I had hoped to be able to stay out of this particular
argument, but several messages, notably Alan Hannan's,
seem to need some commentary.
I hope people will forgive editing lapses; the amount of
revision time I had for this is nearly zero.
There are two somewhat-related issues at play here.
The first is the issue of peering vs transit, which
goes to the heart of how BGP is used. The second is the
issue of peer vs. customer and boils down to "cui bono?".
I shall address them separately. People interested more
in "peering economics" may want to search forward for "II."
I have some issues with how BGP is used traditionally,
most notably with respect to how people tend to consider
ASes and how policies are denoted. Rather than pick on
how things are done now, I'd rather describe how I think
about BGP and the directions it ought, in my opinion, to
evolve.
Firstly, the important thing to note is that
historically there has never been a perfect
definition for "peering" vs "transit", although
many people (me, in particular) tried to make things
simple by treating most peers in one particular way
and everyone else in a completely different way.
However, given the cost of international connectivity
and the various things ICM has done for other fednets,
particularly during the NSFNET transition, this was
never universally applied.
Moreover, with multihoming being all the rage, it would be
a stupid engineering philosophy that built things with the
belief that a clean and simple peering/transit distinction
would be permanent.
All this has driven and continues to drive the evolution
of BGP and the tools to manipulate what's transmitted to
and accept from BGP neighbours of all sorts in interesting
ways.
Therefore, there is perhaps only a very blurry,
connotation-laden definition for "peering" and "transit".
Secondly, I like to think of a RIB and the NLRI that is
exchanged via BGP in terms of a set of reachable items
which can be described in terms of geometry, and which, in
fact, describe a partial topology of the Internet. This
thinking lends itself more towards calculus rather than
algebra, yet most of the tools for manipulating what
enters and exits a RIB or what NLRI is exchanged tends to
be described much more algebraically.
Moreover, it is not too much of a stretch to consider a
RIB as something along the lines of a relational database,
particularly if one is used to doing all sorts of kinky
filtering and attribute modification.
The bright thing about thinking along these lines is that
typically anything that can be expressed in terms of
relational calculus can be expressed in terms of the
relational algebra. I would therefore not argue that the
tools available for dealing with BGP in a very general
sense are broken, only that they are unweildy.
Given the difficulty, in two well-known implementations,
of introducing a policy of, "from this neighbour accept
a set of prefixes in which all prefixes are at least 24
bits long, and in which all prefixes in the range of
206.0.0.0 to 223.255.255.255 are at least 19 bits long",
and then debugging and modifying it afterwards, the
algebraic approach tends to be painful.
This kind of thing is fairly common, too; there are two
common implementations of, "to this peer, send only my
customers' routes", hinging on the definition of "only
my customers' routes". The first, used at provider A,
is to keep a list of all the ASes with which A peers,
and to prevent any prefixes originating in or behind
each of these prefixes from being reannounced. The
second, which appears to be more common, is when provider
B maintains an explicit list of all the ASes which are
downstream from B, and announce only prefixes originating
from those ASes.
There are some variations on approach A and B, some of
which deal with prefixes as well as or instead of ASes.

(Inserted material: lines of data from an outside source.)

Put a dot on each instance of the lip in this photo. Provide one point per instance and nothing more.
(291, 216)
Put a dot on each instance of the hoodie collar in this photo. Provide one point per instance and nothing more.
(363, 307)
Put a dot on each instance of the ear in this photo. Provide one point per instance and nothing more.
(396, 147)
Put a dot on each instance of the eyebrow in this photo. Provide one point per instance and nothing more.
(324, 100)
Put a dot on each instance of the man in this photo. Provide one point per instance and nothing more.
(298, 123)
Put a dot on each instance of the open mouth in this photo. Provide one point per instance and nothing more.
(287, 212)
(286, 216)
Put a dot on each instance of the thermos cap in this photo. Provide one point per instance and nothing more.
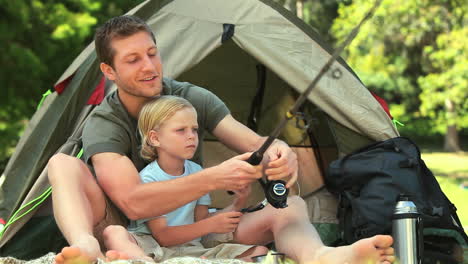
(405, 207)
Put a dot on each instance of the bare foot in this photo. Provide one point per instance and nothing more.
(72, 255)
(112, 255)
(376, 249)
(85, 251)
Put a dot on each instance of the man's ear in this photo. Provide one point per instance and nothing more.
(153, 138)
(108, 71)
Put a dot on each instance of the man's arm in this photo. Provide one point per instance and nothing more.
(281, 161)
(119, 179)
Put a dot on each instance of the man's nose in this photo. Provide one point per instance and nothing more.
(148, 63)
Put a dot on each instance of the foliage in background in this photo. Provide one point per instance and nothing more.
(413, 53)
(40, 38)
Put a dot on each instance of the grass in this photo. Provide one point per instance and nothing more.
(451, 171)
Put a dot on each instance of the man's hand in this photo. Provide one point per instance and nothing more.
(234, 174)
(224, 222)
(282, 162)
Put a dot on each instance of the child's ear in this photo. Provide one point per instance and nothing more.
(153, 138)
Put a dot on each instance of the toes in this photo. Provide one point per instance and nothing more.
(389, 251)
(59, 259)
(382, 241)
(70, 252)
(387, 258)
(112, 255)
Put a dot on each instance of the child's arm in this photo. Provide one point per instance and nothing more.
(168, 236)
(201, 212)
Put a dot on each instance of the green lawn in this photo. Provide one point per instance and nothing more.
(451, 171)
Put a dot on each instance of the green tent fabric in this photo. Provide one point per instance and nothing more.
(240, 50)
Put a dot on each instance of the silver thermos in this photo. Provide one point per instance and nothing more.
(406, 231)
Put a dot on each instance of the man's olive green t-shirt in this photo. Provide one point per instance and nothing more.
(110, 128)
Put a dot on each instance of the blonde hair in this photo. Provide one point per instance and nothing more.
(152, 116)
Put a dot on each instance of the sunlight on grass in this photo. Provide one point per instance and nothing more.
(451, 171)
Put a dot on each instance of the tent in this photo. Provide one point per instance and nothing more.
(254, 54)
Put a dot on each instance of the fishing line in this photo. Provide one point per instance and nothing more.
(275, 191)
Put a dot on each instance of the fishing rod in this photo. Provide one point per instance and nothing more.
(275, 191)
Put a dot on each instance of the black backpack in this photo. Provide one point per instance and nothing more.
(368, 183)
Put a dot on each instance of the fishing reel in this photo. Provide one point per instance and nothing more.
(275, 191)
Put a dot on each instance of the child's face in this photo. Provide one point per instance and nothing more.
(177, 137)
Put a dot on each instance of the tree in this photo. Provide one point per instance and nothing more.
(409, 49)
(40, 38)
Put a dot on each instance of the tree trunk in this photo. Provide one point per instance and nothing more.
(452, 143)
(300, 9)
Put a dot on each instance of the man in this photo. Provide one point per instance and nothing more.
(128, 53)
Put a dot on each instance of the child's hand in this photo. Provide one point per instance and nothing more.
(224, 222)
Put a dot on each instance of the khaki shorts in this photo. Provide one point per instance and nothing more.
(113, 217)
(221, 250)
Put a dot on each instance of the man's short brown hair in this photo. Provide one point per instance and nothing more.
(117, 27)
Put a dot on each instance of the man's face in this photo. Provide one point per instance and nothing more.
(137, 70)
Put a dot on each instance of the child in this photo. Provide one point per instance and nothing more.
(168, 128)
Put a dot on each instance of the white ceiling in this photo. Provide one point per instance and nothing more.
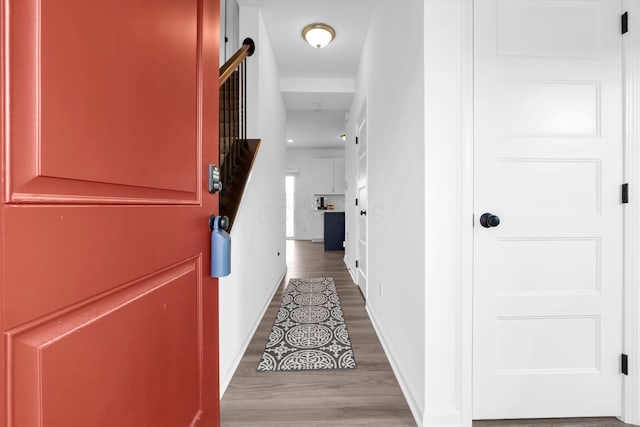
(317, 84)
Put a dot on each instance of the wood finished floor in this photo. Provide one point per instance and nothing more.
(366, 396)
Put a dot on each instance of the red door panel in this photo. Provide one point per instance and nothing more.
(108, 315)
(104, 97)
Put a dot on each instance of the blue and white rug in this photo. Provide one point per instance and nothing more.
(309, 331)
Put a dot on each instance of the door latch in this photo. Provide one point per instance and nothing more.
(215, 184)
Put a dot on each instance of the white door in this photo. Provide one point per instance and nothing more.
(361, 209)
(548, 163)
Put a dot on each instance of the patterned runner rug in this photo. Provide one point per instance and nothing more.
(309, 331)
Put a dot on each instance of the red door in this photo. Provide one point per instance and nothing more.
(109, 112)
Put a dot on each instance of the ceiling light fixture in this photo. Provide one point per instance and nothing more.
(318, 35)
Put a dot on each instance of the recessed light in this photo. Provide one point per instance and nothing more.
(318, 35)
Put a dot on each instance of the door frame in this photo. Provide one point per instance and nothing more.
(362, 122)
(630, 408)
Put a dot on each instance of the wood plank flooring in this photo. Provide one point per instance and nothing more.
(366, 396)
(561, 422)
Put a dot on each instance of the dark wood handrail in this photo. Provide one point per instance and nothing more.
(247, 49)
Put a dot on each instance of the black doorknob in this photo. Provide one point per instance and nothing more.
(488, 220)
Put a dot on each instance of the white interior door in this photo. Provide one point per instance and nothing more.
(548, 163)
(361, 210)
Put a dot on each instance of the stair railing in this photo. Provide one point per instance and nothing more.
(233, 117)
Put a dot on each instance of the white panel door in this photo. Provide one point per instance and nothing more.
(361, 209)
(548, 163)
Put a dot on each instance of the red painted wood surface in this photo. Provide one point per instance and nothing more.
(109, 115)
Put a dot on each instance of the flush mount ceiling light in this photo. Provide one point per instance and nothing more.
(318, 35)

There is also a third approach, which is newer, and
similar to approach A. Provider C tags all NLRI received
from its peers with a community attribute, and ensures
that nothing with that community attribute is passed on to
its peers.
With respect to accepting inbound announcements there are
also multiple approaches. One, favoured by A, is to tweak
the list of all peers' ASes to prevent any peer from
announcing prefixes that another peer would otherwise
announce. A second approach, which appears to have been
abandoned everywhere but at the "edges", was to accept
from any particular peer only specific, exact prefixes.
This approach has mutated into, "allow only this
particular mapping of prefix to originating AS", with some
modifications to perform some AS-based operations along
the lines of the next approach. This next approach is to
specify a list of AS paths or fractional AS paths which
are "acceptable" from any particular peer, and is
in some use by large international transit providers.

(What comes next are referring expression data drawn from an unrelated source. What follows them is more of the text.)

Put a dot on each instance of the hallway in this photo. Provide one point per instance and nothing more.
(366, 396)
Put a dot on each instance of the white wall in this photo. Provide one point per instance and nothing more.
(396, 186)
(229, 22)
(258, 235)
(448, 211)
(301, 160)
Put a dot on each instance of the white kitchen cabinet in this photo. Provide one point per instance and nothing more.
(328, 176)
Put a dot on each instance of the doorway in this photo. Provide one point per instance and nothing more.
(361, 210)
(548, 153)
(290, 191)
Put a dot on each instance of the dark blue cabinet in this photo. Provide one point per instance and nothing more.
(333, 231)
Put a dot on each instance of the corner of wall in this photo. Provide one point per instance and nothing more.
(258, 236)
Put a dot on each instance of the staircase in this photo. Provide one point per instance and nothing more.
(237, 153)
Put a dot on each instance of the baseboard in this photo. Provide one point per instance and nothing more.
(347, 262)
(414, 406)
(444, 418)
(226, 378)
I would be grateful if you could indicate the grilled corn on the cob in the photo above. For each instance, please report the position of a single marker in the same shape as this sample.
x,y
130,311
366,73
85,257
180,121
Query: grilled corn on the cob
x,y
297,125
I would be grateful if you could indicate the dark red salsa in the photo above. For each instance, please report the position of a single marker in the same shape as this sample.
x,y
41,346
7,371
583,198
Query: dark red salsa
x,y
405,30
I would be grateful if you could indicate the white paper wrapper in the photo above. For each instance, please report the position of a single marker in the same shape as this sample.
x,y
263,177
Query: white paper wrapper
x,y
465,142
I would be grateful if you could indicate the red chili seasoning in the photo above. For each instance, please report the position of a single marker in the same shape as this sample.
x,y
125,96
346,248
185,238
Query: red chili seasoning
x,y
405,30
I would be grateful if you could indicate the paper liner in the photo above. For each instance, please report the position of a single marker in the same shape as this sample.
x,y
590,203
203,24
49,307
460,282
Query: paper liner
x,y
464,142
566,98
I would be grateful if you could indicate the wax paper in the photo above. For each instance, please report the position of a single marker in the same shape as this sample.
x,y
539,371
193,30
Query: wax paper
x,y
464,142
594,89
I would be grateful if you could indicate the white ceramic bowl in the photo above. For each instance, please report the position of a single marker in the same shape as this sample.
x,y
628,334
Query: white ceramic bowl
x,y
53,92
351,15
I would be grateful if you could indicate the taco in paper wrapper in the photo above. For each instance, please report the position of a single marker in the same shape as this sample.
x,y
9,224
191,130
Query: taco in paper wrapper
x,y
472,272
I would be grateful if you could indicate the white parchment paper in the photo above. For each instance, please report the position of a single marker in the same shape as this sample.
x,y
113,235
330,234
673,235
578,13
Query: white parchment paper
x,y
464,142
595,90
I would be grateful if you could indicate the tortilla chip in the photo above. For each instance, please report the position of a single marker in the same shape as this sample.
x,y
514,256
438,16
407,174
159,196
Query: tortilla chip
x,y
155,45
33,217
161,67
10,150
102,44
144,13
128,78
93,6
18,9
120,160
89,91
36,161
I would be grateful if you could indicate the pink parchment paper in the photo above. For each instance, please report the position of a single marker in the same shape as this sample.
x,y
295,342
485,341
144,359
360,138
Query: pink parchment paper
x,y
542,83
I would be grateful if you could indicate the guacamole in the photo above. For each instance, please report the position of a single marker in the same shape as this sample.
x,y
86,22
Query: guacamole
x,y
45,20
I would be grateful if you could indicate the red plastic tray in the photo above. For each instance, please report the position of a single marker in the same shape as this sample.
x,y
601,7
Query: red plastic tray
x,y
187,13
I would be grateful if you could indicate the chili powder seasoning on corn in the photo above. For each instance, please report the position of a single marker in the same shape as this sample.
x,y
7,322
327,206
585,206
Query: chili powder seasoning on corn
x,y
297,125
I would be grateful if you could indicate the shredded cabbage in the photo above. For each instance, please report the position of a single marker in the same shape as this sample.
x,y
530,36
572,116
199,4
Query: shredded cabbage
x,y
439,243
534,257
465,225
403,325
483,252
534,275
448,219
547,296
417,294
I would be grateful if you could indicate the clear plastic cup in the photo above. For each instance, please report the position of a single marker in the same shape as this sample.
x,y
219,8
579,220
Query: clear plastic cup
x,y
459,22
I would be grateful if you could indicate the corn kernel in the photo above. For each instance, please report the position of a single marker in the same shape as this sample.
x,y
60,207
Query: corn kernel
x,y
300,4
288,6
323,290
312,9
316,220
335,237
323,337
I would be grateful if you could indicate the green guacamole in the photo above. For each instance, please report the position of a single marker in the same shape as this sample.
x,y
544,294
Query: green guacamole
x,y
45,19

Finally, there is the "I accept everything" approach,
which essentially does no inbound filtering from peers,
because peers are expected to be trustworthy.
In each of these cases, a simple policy of send
everything, or send only my stuff, is fairly tractable.

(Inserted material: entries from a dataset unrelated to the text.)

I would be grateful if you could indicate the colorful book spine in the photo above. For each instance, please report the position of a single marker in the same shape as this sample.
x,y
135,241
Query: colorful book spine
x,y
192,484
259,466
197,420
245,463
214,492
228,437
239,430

However, implementing policies such as:
to peer P send all my stuff, and also X's stuff,
since I do mutual back-up with X
from peer P, accept all their stuff, and also X's
stuff
especially when X is a large number of providers, becomes
awkward.
Moreover, policies such as:
to peer Q send everything that they're paying for
transit to
becomes awkward when considering how to propagate Q's
prefixes towards all the places they're paying for transit
to, but not towards all the other prefixes.
One of the things I have thought about from time to time
is doing a merge of gated and quel from University Ingres
or the like. I would far prefer to match against several
things in the RIB simultaneously to build up a set of
prefixes to announce, or to match against several things
in a received announcement in order to determine whether
to install a particular prefix into the RIB to begin with,
possibly tweaking particular attributes.
In fact, this is done rather regularly now, using
route-maps in IOS, however it's ugly, particuarly as
complexity increases, and one wants to do many operations
on large numbers of sets of incoming NLRI, such as
modifying local preferences to prefer longer AS paths
which are to be preferred as backup or primary paths,
rewriting MEDs, making exceptions in prefix-length
filters, and the like.
In a sense, this appraoches the core of a series of
discussions elsewhere, revolving around "traditional"
implementations of route-selection.
I am a member of the Church of Explicit Selection, where
the people controlling a particular set of routers should
be able to make their own choices of what routes to use
and what routes to propagate. The current crusade
involves ripping apart MED, prefix length and AS path
length as selectors, and making it possible to use these
to modify a local metric (i.e., local preference).
The traditionalists sometimes get hung up on what should
be done in the case of ties, however, there are a couple
of things I think there is broad agreement upon:
-- prefix length should not be the ultimate determinant
(The folks who have been having problems with
another provider announcing subnets of their
aggregates might like this...)
-- AS paths should be little more than a trail of
breadcrumbs used to prevent announcement loops,
and AS path _length_ should not necessarily
affect a routing decision
-- AS paths could benefit from a per-AS metric
which could help in the use of AS path _content_
to modify the local metric.
(The idea is that one may want to attract
traffic towards a particular AS1.AS2 pair
or deflect it away from a particular AS3.AS4 pair)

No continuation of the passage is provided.